Director

I started directing plays while I was a student at Mount Allison University. Although the University didn’t offer a theatre degree when I was getting my B.A. there in the mid 80s, there was a very active drama program using Windsor Theatre as our base. As a student I was given the opportunity to act, direct, and work in production. We all got to learn a little bit of everything. Despite the lack of an official drama program a number of students who were there at the time went on to successful theatre careers including Ker Wells, Ross Manson, Stephen Haff, Rob MacLean, Karen Valanne, Randy White, Moynan King, and Carolyn Murdoch.

I always thought I was very lucky to be at Mt. A while the two professors who directed most of the English language shows were Arthur Motyer and Ric Knowles. Arthur was old school and first directed me in an Elizabethan play called Knight of the Burning Pestle. He was very concerned with stage pictures and the movement of his actors. I learned a lot about the history of theatre and visuals from him. Ric Knowles, on the other hand, taught me about Theatre Passe Muraille, the Factory Theatre, collective creation and the relatively new world of Canadian Theatre. Under Ric’s guidance we created a show about K.C. Irving, the patriarch of New Brunswick’s powerful Irving family, called K.C. Superstar. Ric was very interested in new theatre and collective creation. And when he directed he cared more about emotion and what the actors were trying to convey. Having these two very different influences so early in my theatre life was invaluable. I learned about directing from them and Mount Allison gave me a chance to be a student director.
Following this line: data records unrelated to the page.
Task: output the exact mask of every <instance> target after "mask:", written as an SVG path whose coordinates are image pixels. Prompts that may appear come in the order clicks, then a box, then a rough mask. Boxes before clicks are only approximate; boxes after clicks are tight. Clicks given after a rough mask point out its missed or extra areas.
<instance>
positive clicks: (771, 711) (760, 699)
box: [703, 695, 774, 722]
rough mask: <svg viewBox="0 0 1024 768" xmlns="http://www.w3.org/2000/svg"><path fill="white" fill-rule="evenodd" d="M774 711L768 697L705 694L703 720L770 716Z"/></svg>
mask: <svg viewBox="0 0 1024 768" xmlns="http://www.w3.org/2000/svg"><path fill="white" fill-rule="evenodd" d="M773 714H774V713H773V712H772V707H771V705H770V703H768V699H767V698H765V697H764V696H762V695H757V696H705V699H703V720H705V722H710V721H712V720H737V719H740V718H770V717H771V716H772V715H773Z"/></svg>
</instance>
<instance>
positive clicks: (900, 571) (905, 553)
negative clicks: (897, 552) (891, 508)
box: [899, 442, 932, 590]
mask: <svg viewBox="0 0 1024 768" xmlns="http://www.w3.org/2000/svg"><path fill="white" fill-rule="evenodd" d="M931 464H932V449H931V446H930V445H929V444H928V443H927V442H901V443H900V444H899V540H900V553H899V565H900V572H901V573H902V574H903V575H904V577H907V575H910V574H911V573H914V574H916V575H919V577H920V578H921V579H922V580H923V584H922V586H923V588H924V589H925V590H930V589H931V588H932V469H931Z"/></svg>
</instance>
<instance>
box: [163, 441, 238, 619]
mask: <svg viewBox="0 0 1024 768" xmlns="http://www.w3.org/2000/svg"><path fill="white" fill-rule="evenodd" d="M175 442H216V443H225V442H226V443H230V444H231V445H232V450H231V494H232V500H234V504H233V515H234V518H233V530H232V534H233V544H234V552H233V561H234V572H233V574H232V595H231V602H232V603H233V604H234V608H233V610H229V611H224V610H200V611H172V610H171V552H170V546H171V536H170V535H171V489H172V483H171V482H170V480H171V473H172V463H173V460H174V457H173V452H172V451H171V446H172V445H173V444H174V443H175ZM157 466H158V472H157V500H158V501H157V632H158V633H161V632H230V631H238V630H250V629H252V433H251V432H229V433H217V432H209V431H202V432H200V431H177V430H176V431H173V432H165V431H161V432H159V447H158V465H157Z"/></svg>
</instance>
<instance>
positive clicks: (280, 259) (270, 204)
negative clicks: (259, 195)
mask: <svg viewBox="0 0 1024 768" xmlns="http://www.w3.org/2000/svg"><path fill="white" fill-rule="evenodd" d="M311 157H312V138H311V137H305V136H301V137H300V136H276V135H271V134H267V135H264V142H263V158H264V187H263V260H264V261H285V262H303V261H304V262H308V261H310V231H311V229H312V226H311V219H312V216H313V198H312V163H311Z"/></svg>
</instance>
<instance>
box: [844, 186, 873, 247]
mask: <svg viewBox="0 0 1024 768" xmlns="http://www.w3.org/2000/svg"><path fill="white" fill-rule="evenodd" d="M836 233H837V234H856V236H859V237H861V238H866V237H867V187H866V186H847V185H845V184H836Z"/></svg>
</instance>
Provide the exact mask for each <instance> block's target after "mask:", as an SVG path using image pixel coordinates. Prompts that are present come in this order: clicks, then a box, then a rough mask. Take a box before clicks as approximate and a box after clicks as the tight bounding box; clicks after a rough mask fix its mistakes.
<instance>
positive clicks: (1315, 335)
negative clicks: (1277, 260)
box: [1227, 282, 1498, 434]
Kiersten Tough and Marty Burt in Guilty! The Story of the Great Amherst Mystery

When I started Live Bait Theatre with Randy White and Ann Rowley in 1988, Randy was the director. Ann and I were much more interested in acting. Early in our first season Randy got a part in a movie and I ended up taking over the directing of a show called Pleasure and Repentance. Although acting remained my first love I continued directing and ended up directing the premieres of many of my own plays, including The Maritime Way of Life, Elvis Presley is Alive and Well and Living in Sackville, Gates Motel, Under the Night, and Flying On Her Own, among others.

For about ten years, starting in the mid-nineties I also directed a number of shows for Mount Allison University’s Garnet and Gold Society and Black Tie Productions. Some of those shows included Bye Bye Birdie, Cabaret, The Sound of Music, Hair and Into the Woods.

I was eventually hired by Neptune Theatre to direct The Compleat Wrks of Wllm Shkspr (abridged) in their studio theatre. I was nominated for a Nova Scotia Theatre Merritt Award as best director for the show and the production was remounted on their main stage the following year. I later directed Tuesdays with Morrie for them and for a while those two shows held the record for most popular productions in the Studio Theatre.

Over time I started directing at other theatres as well and some of those credits include Are We There Yet? at Mulgrave Road Theatre, Mesa at Victoria Playhouse, and the world premiere of Mark Blagrave’s Nomentacke at Notable Acts in Fredericton. I was also very happy to direct the world premiere of Cathy Jones’s Me, Dad and the 100 Boyfriends. The show opened at Theatre Passe Muraille in Toronto before touring across the country.

Jenny Munday’s Relatively Harmless at Live Bait.

During my twenty years at Live Bait I would direct countless dinner theatre productions and main stage shows as well as performances by the Young Company. One of the last shows I directed at Live Bait before leaving the company in 2007 was the world premiere of Jenny Munday’s Relatively Harmless.

In 2019 I was invited back to Live Bait to help develop and direct the world premiere of Ron Kelly Spurles’ Cole, about world champion speed skater and Sackville native, Chester Cole.

Cole at Live Bait Theatre, May 2019.